The COSMIC Simulator, genetic evolution in a box


  This is the front page for the bacterial simulator known as COSMIC, COmputing Systems of Microbial InteraCtions. The aim of COSMIC is to simulate bacterial evolution from a genetic scale while maintaining a population of individual cells. As a result of these broad aims COSMIC has grown into a large piece of software that is not like any other bacteria inspired simulator, some look at the scale of the population (BacSim), some look inside the cell (E-Cell) - COSMIC does both by being careful of what is actually simulated and by using the added power of parallel processing.

Evolution has frequently been seen as a result of the continuous or discontinuous accumulation of small mutations. Over the many years since Darwin, it has been found that mutations are not the only mechanism driving genomic change, for example, plasmids, transposons, bacteriophages, insertion sequences, deletion and duplication, and stress-sensitive mutation all have a part to play in directing the genetic composition of organisms towards meeting the moving target that is the environmental ideal at any one time. Considering the probability of single point mutations arising and the repair mechanisms that may act to counteract their accumulation, it is unlikely that simple mutation can create rapid diversity. It is clear that evolutionary change depends more on larger scale changes in genomic sequences caused by sexual and other forms of horizontal gene transfer. These generate the variation necessary to allow rapid evolutionary response to changing environmental conditions.

Predictive models of E.coli cellular processes already exist, the E-Cell project aims to use gene data directly in a mathematical model of transcription. The Virtual Cell project makes use of user defined protein reactions to simulate compartments at the nucleus and cell level. Gepasi3 also models protein reactions, but from within an enclosed box environment. The BacSim project simulates individual cell growth at the population scale. Eos is also based at the population scale, but is intended as a framework for testing idealised ecologies, represented by evolutionary algorithms. These tools and those that they rely on are excellent models of behaviour. However, they suffer the same drawbacks; all rely on actual experimental data to be input and more importantly, once input that data is static. The aim of this study is to answer some of the questions regarding bacterial evolution and the role played by genetic events other than simple point mutation using an evolving multicellular and multispecies model that builds up from the scale of the genome. In effect, it is not bacterial evolution that is being questioned, but the co-evolution of bacteria and any micro organism that has a direct effect on the genetics of bacteria.
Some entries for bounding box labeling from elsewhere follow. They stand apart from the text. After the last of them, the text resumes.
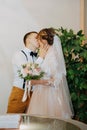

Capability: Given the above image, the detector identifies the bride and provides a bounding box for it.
[27,28,73,118]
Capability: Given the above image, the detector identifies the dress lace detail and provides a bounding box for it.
[27,47,73,118]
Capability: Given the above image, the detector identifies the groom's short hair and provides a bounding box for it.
[23,31,37,45]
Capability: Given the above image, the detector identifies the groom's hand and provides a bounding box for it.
[39,44,49,59]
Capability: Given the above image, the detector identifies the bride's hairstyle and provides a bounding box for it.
[37,28,55,45]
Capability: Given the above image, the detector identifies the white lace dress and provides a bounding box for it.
[27,47,73,118]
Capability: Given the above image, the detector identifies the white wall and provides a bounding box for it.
[0,0,80,114]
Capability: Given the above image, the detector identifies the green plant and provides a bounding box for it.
[55,27,87,123]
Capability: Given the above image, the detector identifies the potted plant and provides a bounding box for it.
[55,27,87,123]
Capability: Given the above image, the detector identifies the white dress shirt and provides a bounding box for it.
[12,47,43,88]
To test these questions, it is necessary to build a model that tries to encompass what are considered the important qualities of bacterial evolution and bacterial life, but is not overly specified as to constrain the results. The model is therefore a careful balance of biological and computational realities with an emphasis on open-endedness. The biological literature has many examples of the possible forms of mechanism within the relatively `simple' example of E.coli, but even this must be carefully constrained. It is clear that computational models lack computational power when compared to real world processes.
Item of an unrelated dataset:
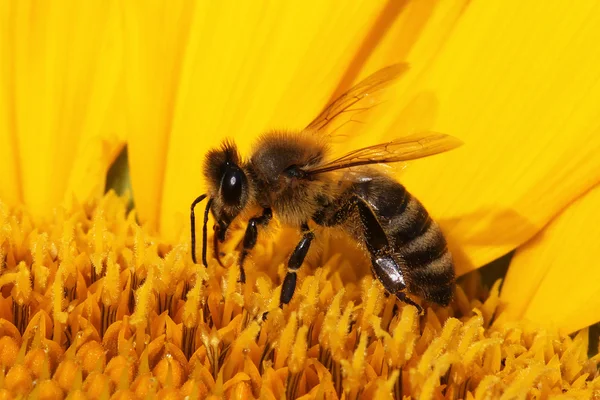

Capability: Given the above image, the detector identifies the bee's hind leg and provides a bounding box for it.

In focusing attention on aspects of the E.coli system, it is clear that there are two new insights provided by the merging disciplines of genomics and proteomics. Proteomics is the study of enzyme and protein interactions. Traditionally this meant differential equation models of interaction but, nowadays there seems also to be an implicit link with the application of protein descriptors derived from sequence information in identified genes, an application that has only recently become tractable with the arrival of accurate genome data. Genomics is the study of genome structure, interaction and encoding and has been stimulated by the Human Genome project as well as whole genome sequencing projects for many other organisms, notably those for numerous bacteria. It now appears that the genome is not a book that is continually read from, but a program that is continually executed over the life time of individual cells, tissues or entire organisms. From this it appears interactions within cells involve the combined effects of enzymes, structural and regulatory proteins acting on genes, which in turn acts on those enzymes and other proteins, creating a huge number of both positive and negative feedback loops necessary for controlled execution. The ideal model therefore is one that takes both these stages into account and allows for the evolution of the genome in the presence of other genomes, each genome being an implementation of what many conceive as the computational cell.

Looking at this another way, the main aim of COSMIC is evolutionary modelling based on biologically realistic organisms. Evolution requires something akin to a genome and the above argument shows a genome by itself is inert and only part of the overall mechanism. There are then three themes to the COSMIC model: the environment, the genome and functional proteins, including enzymes.